Pastrami is a type of corned beef, which is smoked meat that has been cured in a brine solution. The word pastrami comes from the Yiddish word for “pressed” or “pounded.” The name comes from the process of curing and cooking the meat with spices.

Chicken Pastrami is a type of sandwich that is made with chicken, pastrami, and mayonnaise. It is commonly found in New York City delis, where it was originally created.


    Pastrami may be made out of practically anything; it’s just spice-cured, grilled pork. Boneless, skinless chicken breasts are turned into a deli classic that’s perfect for sandwiches in this recipe. 6 to 8 portions

  • 8 servings
  • 3 cups of hot water
  • 3 tblsp. salt (kosher)
  • 2 teaspoons coriander seeds, cracked
  • 2 tablespoons black peppercorns, cracked
  • 6 smashed garlic cloves
  • 6 allspice berries, cracked
  • bay leaves (two)
  • 6 boneless, skinless chicken breasts, 5 to 6 oz.
  • a third of a cup of canola oil
  • 1 tablespoon light brown sugar, packed
  • 1 teaspoon black pepper, freshly ground
  • 2 tablespoons coriander powder
  • 11â„2 tablespoons mustard powder
  • 112 tablespoons ginger powder
  • a quarter teaspoon of garlic powder
  • In a large mixing basin, whisk together the warm water and salt until the salt dissolves.
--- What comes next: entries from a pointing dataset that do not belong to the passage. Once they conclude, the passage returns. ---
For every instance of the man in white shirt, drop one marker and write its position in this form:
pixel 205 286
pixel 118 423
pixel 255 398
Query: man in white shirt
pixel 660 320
Coriander, peppercorns, garlic, allspice berries, and bay leaves should be added now. Allow 30 minutes for the mixture to cool to room temperature.
  • In a large roasting pan or baking dish, place the chicken breasts. Overspray them with the seasoned salt water. Add just enough cold water to immerse the breasts if they aren’t already submerged. Refrigerate the breasts for at least 12 hours or up to 24 hours, turning them periodically.
  • Preheat the oven to 325°F and place the rack in the middle of the oven.
  • Remove the breasts from the brine and wipe them dry with paper towels. Wash the pan or baking dish and discard the brine and any spices. In it, place a wire rack.
  • In a small bowl, combine the brown sugar, ground pepper, ground coriander, dry mustard, powdered ginger, and garlic powder. Rub a scant 2 tablespoons of this mixture into each of the breasts after rubbing the canola oil all over them. Place them on the pan’s rack.
  • Between 1 hour and 15 minutes and 1 hour and 40 minutes, bake until lightly browned and an instantread meat thermometer inserted into the thickest part of a breast registers 160°F (our choice) or 170°F (the USDA guideline).
  • Cool for at least 10 minutes before slicing thinly before serving—or cool fully and keep in the refrigerator for up to 4 days, wrapped in plastic.


Chicken Pastrami is a type of sandwich that has been smoked. It is typically made with chicken breast, bread crumbs, salt, pepper, and sometimes onion powder. The most common way to make this dish is by placing the ingredients in an oven-safe baking dish and cooking it for approximately 1 hour at 350 degrees Fahrenheit Reference: smoked chicken pastrami.